MacLaren was the only player in the field to shoot four rounds under par and finished on a total of 12-under-par, three ahead of New Zealand’s Munchin Keh and Swede Lynn Carlsson.

Tied for the lead with Carlsson entering the last day, MacLaren twice lost her lead during the final round and it was a tense finish, but the 24-year-old from Northamptonshire, finished eagle, par, birdie, under intense pressure to close out for her win.

Keh had a rough finish. She was six-under-par for the day and in possession of a two-stroke lead after making her own eagle on the 16th, but the diminutive 26-year-old collapsed with a double-bogey six on the last hole to hand MacLaren a two stroke advantage.
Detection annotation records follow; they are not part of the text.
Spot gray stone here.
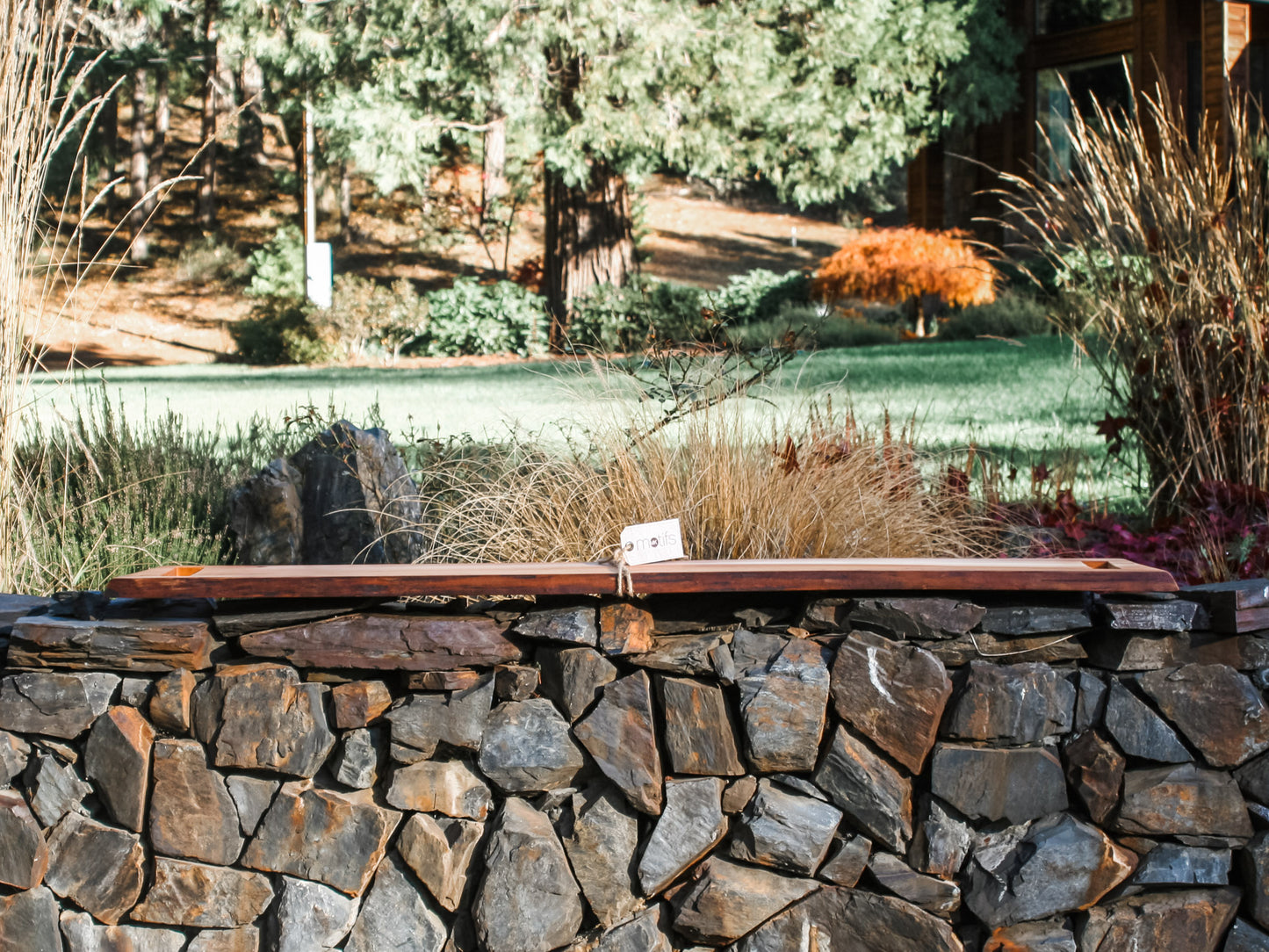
[1132,843,1231,886]
[564,779,645,929]
[45,813,145,926]
[903,795,973,884]
[947,661,1075,744]
[397,813,485,912]
[83,706,154,833]
[225,775,282,836]
[331,727,385,790]
[1106,678,1194,764]
[638,777,727,896]
[0,886,61,952]
[150,667,198,733]
[833,631,952,773]
[61,909,185,952]
[819,834,872,889]
[26,753,92,826]
[731,628,830,772]
[537,647,616,722]
[813,725,912,852]
[277,876,357,952]
[659,678,745,777]
[474,797,582,952]
[0,790,48,890]
[1071,670,1107,733]
[731,779,841,876]
[513,605,599,647]
[0,672,119,740]
[966,813,1137,928]
[930,744,1067,823]
[150,740,242,866]
[1222,918,1269,952]
[0,732,31,786]
[1115,764,1251,838]
[387,761,494,820]
[978,604,1092,638]
[847,595,987,641]
[344,855,447,952]
[387,675,494,756]
[595,905,674,952]
[132,857,273,929]
[1080,887,1238,952]
[479,698,585,793]
[242,783,401,896]
[868,853,961,918]
[573,672,662,815]
[1141,664,1269,767]
[670,855,819,948]
[732,886,962,952]
[194,664,335,777]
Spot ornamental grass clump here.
[1003,82,1269,514]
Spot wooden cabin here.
[907,0,1269,228]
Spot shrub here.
[1006,85,1269,510]
[812,227,996,335]
[939,291,1057,340]
[246,225,307,299]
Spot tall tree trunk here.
[237,56,265,168]
[194,0,217,232]
[479,113,507,225]
[128,69,150,263]
[542,162,638,351]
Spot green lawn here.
[27,337,1124,508]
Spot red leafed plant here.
[811,227,996,336]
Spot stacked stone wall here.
[0,593,1269,952]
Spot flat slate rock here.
[1080,887,1238,952]
[670,855,819,946]
[0,790,48,890]
[344,855,448,952]
[731,628,831,773]
[833,631,952,773]
[242,613,523,672]
[9,615,222,672]
[638,777,727,896]
[1115,764,1251,838]
[148,740,243,866]
[930,743,1067,824]
[242,783,401,896]
[479,698,585,793]
[966,813,1137,928]
[0,886,62,952]
[946,661,1075,745]
[659,676,745,777]
[731,778,841,876]
[847,595,987,641]
[45,813,145,926]
[813,725,912,853]
[194,664,335,777]
[0,672,119,740]
[732,886,962,952]
[83,704,154,833]
[474,797,582,952]
[1106,678,1194,764]
[132,857,273,929]
[1141,664,1269,767]
[564,784,645,928]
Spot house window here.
[1035,0,1132,34]
[1035,56,1132,180]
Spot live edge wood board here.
[106,559,1177,598]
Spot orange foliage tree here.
[812,227,996,336]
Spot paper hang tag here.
[622,519,684,565]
Keh, who had not made a bogey all day, hit her tee shot right on 18 and tried to play a punch cut under the tree, but the Aucklander ended up hitting the trunk and her ball ricocheted onto the adjacent eighth hole, from where she chipped back onto the 18th fairway, played her next shot onto the green and then missed an eight footer for bogey.

MacLaren now heads to Cape Town for the next LET tournament: the Investec Women’s South African Open, which gets under way at Westlake Golf Club from Thursday.